今回は、個人事業主が廃業届を提出する際に必要な手続きや注意点をはじめ、飲食店特有の手続き方法についても解説します。
目次
廃業届とは
廃業届の正式名称は「個人事業の開業・廃業等届出書」で、廃業届は個人事業主が事業を廃業する際に提出する届出です。事業を廃業する場合は、廃業届の準備や出し方を事前に確認しておくと良いでしょう。
書類は、国税庁のホームページからダウンロードすることもできます。また、税務署で取得することもできます。手続きに不安がある場合、税務署で直接質問できるので安心です。
廃業届の出し方
廃業届は、廃業した日から1カ月以内に事業を所轄している税務署へ提出します。提出期日が土日祝日の場合は翌日が期日になるので、カレンダーで期日を確認して遅れないように提出しましょう。
廃業届には複数の提出方法があります。書面での郵送、税務署への持ち込みのほか、国税庁が運営するe-Tax(国税電子申告・納税システム)でも提出可能です。また、廃業届の提出には費用はかかりません。
廃業届の提出方法
- 書面での郵送
- 税務署への持ち込み
- e-Tax(国税電子申告・納税システム)
廃業届以外に必要な書類と手続き
そのほかにも以下のような書類と手続きが必要です。
青色申告の取りやめ届出書
青色申告をしている個人事業主に必要な届出です。提出期日は廃業日の翌年3月15日までです。廃業届と同じタイミングで提出するのが望ましいでしょう。
事業廃止届出書
消費税を納税している事業者は、事業廃止届出書を税務署へ提出します。廃業後すみやかに提出する必要があるため注意が必要です。書類は国税庁のホームページからダウンロードできます。
参考:事業廃止届出手続|国税庁
各都道府県税事務所への廃業の届出書類
各都道府県の担当所へ廃業の届出を提出します。使用する書式や提出先は、都道府県税事務所のホームページで確認してください。
所得税及び復興特別所得税の予定納税額の減額申告書
廃業した場合、予定納税額の減額を申告できます。手元に資金を残しておくために有効な手段ですので、ぜひ申告しましょう。申告の目安は次の2点です。

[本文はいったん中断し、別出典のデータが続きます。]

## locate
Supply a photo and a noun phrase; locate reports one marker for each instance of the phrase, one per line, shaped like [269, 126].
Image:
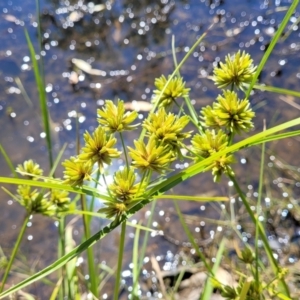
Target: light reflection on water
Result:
[130, 42]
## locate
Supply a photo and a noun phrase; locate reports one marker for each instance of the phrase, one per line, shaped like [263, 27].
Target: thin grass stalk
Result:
[189, 53]
[86, 220]
[146, 236]
[15, 250]
[42, 97]
[208, 288]
[276, 90]
[124, 149]
[193, 115]
[120, 260]
[258, 208]
[60, 253]
[262, 234]
[8, 161]
[135, 261]
[154, 191]
[90, 253]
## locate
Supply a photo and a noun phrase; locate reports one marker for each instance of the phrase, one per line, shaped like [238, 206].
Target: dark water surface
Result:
[130, 42]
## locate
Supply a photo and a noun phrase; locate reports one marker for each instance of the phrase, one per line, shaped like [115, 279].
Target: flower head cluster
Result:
[76, 171]
[125, 192]
[35, 202]
[167, 129]
[124, 187]
[152, 156]
[99, 148]
[114, 119]
[210, 143]
[229, 112]
[61, 200]
[30, 169]
[166, 94]
[237, 71]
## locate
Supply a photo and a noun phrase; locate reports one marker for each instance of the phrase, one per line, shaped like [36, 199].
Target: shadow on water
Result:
[128, 45]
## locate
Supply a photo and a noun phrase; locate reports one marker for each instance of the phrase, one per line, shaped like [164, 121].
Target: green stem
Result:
[15, 250]
[125, 152]
[258, 207]
[262, 234]
[61, 253]
[90, 254]
[120, 259]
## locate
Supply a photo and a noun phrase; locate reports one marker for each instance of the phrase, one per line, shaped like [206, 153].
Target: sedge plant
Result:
[147, 172]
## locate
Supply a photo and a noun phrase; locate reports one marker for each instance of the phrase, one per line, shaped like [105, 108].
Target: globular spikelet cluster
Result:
[228, 115]
[237, 71]
[169, 90]
[39, 201]
[155, 153]
[228, 111]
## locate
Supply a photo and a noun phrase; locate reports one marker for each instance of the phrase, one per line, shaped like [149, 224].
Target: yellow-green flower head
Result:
[124, 187]
[233, 113]
[237, 71]
[35, 202]
[210, 118]
[151, 156]
[61, 200]
[210, 142]
[99, 148]
[167, 128]
[113, 209]
[29, 166]
[222, 165]
[113, 118]
[165, 95]
[230, 112]
[76, 171]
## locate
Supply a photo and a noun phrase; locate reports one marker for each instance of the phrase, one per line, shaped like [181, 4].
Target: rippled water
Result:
[128, 43]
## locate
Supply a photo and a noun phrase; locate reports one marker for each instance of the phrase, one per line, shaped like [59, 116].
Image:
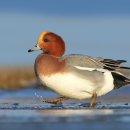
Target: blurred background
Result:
[99, 28]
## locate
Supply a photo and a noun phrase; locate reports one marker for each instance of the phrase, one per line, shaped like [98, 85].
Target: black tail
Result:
[119, 80]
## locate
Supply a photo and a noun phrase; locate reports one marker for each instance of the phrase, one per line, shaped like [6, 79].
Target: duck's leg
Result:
[92, 101]
[55, 100]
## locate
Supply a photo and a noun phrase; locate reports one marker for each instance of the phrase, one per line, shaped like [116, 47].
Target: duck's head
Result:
[50, 43]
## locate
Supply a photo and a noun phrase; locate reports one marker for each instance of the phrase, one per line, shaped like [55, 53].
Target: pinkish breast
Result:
[47, 65]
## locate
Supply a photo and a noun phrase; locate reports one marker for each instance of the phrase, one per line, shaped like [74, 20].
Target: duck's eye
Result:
[46, 40]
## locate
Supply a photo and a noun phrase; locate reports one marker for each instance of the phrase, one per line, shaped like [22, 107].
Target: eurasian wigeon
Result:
[76, 76]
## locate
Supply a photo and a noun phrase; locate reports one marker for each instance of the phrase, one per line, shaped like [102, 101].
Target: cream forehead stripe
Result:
[42, 34]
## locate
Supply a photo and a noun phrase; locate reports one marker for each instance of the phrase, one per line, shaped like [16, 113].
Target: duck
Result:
[76, 76]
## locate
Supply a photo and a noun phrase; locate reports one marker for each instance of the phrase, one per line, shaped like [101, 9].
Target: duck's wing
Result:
[94, 68]
[97, 63]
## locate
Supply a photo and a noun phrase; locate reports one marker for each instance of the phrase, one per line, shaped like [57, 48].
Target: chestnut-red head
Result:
[50, 43]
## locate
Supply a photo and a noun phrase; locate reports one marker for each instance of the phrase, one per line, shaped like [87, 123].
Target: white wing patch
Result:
[91, 69]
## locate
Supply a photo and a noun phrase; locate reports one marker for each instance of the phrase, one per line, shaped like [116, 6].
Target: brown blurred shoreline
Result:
[14, 77]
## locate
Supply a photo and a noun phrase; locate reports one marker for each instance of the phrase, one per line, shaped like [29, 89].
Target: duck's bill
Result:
[34, 48]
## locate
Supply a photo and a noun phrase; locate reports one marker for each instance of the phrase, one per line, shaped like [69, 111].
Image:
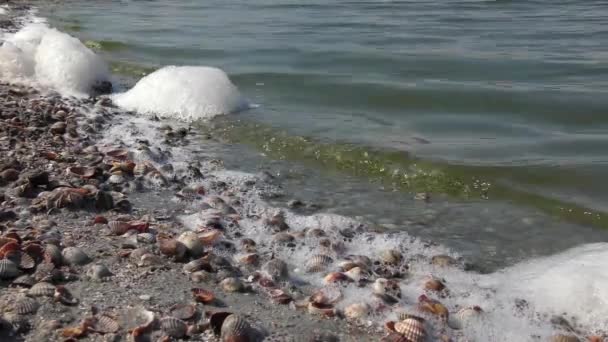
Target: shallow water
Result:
[498, 100]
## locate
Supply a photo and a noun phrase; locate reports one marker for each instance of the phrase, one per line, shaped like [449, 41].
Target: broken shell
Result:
[42, 289]
[173, 327]
[203, 296]
[8, 269]
[411, 329]
[192, 242]
[276, 269]
[356, 311]
[231, 284]
[391, 257]
[235, 328]
[318, 263]
[25, 306]
[183, 311]
[75, 256]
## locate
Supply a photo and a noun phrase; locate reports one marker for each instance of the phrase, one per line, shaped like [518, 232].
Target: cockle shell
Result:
[193, 244]
[75, 256]
[318, 263]
[42, 289]
[411, 329]
[8, 269]
[235, 328]
[173, 327]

- その年の6月30日に算定された申告納税見積額を基礎とした、予定納税基準に満たないと判断される場合
- その年の10月31日の時点で、すでに受けている減税の承認の根拠となる申告納税額に満たないと判断される場合
【予定納税額の減額申告における日程】
- その年の7月1日~7月15日:第1期分および第2期分
- その年の11月1日~11月15日:第3期分および第4期分
参考:A1-3 所得税及び復興特別所得税の予定納税額の減額申請手続|国税庁
給与支払事務所等の開設・移転・廃業届出書
給与を支払っている事業者のみ提出が必要です。所轄の税務署へ提出しましょう。提出期日が廃業の事実から1カ月以内です。
雇用保険適用事業所廃止届の提出
雇用保険適用事業所廃止届は、事業所を所轄するハローワークに提出します。雇用保険の被保険者だった全従業員の「雇用保険被保険者資格喪失届」と「離職証明書」も必要です。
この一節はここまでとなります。